Instead, you need to play this gameboy, officially called Engage, with some sunshine and frantic button mashing for hours on end. The solar panels on the front of the device provide its primary source of power, plus your button helps generate additional power.
This is not an ideal system and has some major drawbacks. When it’s not very out, you can get about 10 seconds of uncontrolled gameplay from Engage Game Boy, before it has to shut down for about a second. It also cannot play any sound. But you can still play games continuously thanks to an innovative framework for storing system memory that allows you to get to the right place, even if you’ve lost power, while jumping right in the middle. tries to. Super mario land. Not ideal, it allows you to play slow games relatively easily.
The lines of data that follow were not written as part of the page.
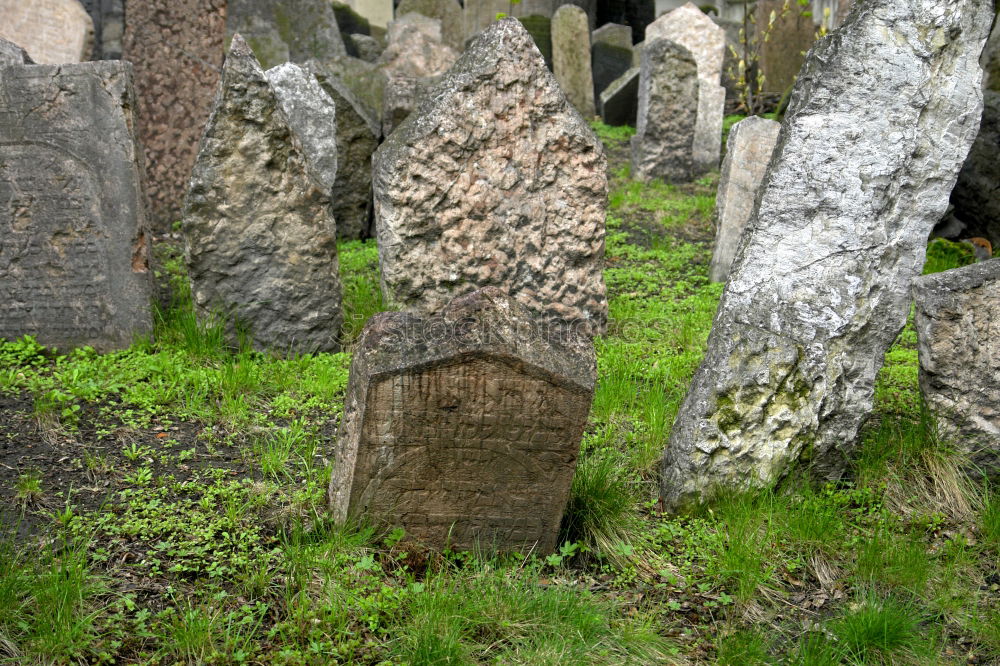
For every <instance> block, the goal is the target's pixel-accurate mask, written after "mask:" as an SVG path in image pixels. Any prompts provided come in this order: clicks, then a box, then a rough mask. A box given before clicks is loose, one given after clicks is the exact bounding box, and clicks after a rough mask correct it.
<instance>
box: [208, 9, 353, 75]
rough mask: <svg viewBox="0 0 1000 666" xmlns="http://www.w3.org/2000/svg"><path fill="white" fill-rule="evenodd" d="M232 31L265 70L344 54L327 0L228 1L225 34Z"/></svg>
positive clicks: (317, 59) (332, 12) (341, 40)
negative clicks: (245, 41) (245, 46)
mask: <svg viewBox="0 0 1000 666" xmlns="http://www.w3.org/2000/svg"><path fill="white" fill-rule="evenodd" d="M236 33H239V34H240V35H242V36H243V38H244V39H245V40H246V41H247V43H248V44H249V45H250V48H251V49H253V52H254V55H255V56H256V57H257V60H258V61H259V62H260V63H261V65H262V66H263V67H264V68H265V69H269V68H271V67H275V66H277V65H280V64H281V63H284V62H299V63H304V62H307V61H309V60H311V59H314V58H315V59H317V60H326V59H328V58H336V57H339V56H345V55H347V50H346V48H345V47H344V41H343V39H342V38H341V36H340V28H339V27H338V26H337V16H336V14H334V13H333V7H332V6H331V4H330V2H329V1H328V0H228V8H227V13H226V34H227V36H228V37H229V38H230V39H231V38H232V36H233V35H234V34H236Z"/></svg>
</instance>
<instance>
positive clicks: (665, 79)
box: [631, 39, 698, 182]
Engage is more a proof of concept, more than being a fun DIY project. When they set out to build their Game Boy, the Engage team wanted to show that it was possible to build an interactive device that did not require batteries. They know that what they have created is only a first step. This will do a lot of work before your switch and other electronics don’t require batteries. But it is still an important step for the field of intermittent computing.
“This wouldn’t have been possible even four-five years ago,” Josiah Hester, one of the computer scientists working on the project, reported Cnet. After presenting its findings at the UBCOM conference on 15 September, the Engage team plans to continue work on their Game Boy. One of the things they want to do is to reduce power interruptions.